Starts:
Thursday, September 22nd
4:30pm-6:00pm EDT
Category:
Topical Workshop
Tracks:
Specific Pain Conditions/Pain in Specific Populations
Room
713 B
From Pavlov to Pain Associative Learning and Extinction of Visceral Pain-Related Fear in Health and Patients with Chronic Visceral Pain
The importance of pain-related learning and memory processes in the pathophysiology and treatment of chronic pain is increasingly recognized. This is not only based on growing evidence that learning and extinction are altered in different pain conditions. It is also conceptually driven by the unique biological salience of pain, which may be especially pronounced for visceral pain.
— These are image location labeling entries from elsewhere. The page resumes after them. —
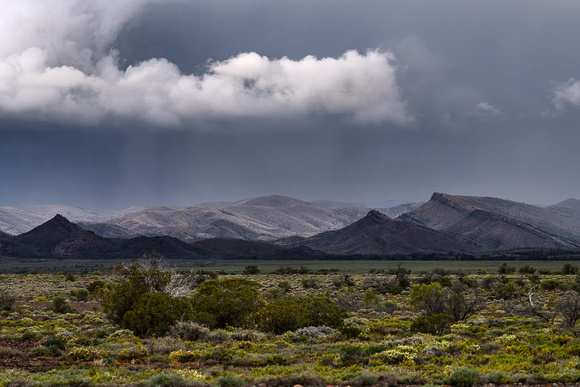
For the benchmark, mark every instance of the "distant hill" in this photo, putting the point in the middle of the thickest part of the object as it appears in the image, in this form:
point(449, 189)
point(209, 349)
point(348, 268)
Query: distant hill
point(264, 218)
point(378, 234)
point(17, 220)
point(572, 204)
point(372, 205)
point(498, 224)
point(59, 238)
point(393, 212)
point(236, 248)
Associative learning and extinction, as studied using Pavlovian fear conditioning as a translational model in the neurosciences, represent fundamental adaptive responses aimed at self-protection. Conditioned pain-related fear is an essential component of this response. In patients with chronic pain, pain-related fear may become maladaptive, drive avoidance behaviors and contribute to hypervigilance and hyperalgesia. However, visceral pain-related extinction processes and their underlying neural circuitry remain uncharted research territory. This talk will address behavioral and neural mechanisms of visceral pain-related extinction learning in healthy volunteers and patients with irritable bowel syndrome. New data suggesting preferential learning for the visceral modality and impaired extinction of maladaptive visceral pain-related fear and safety responses call for an extension of the fear-avoidance model of pain. The idea of “interoceptive conditioning” will be introduced, along with innovative experimental paradigms modelling different aspects of the clinical reality of patients.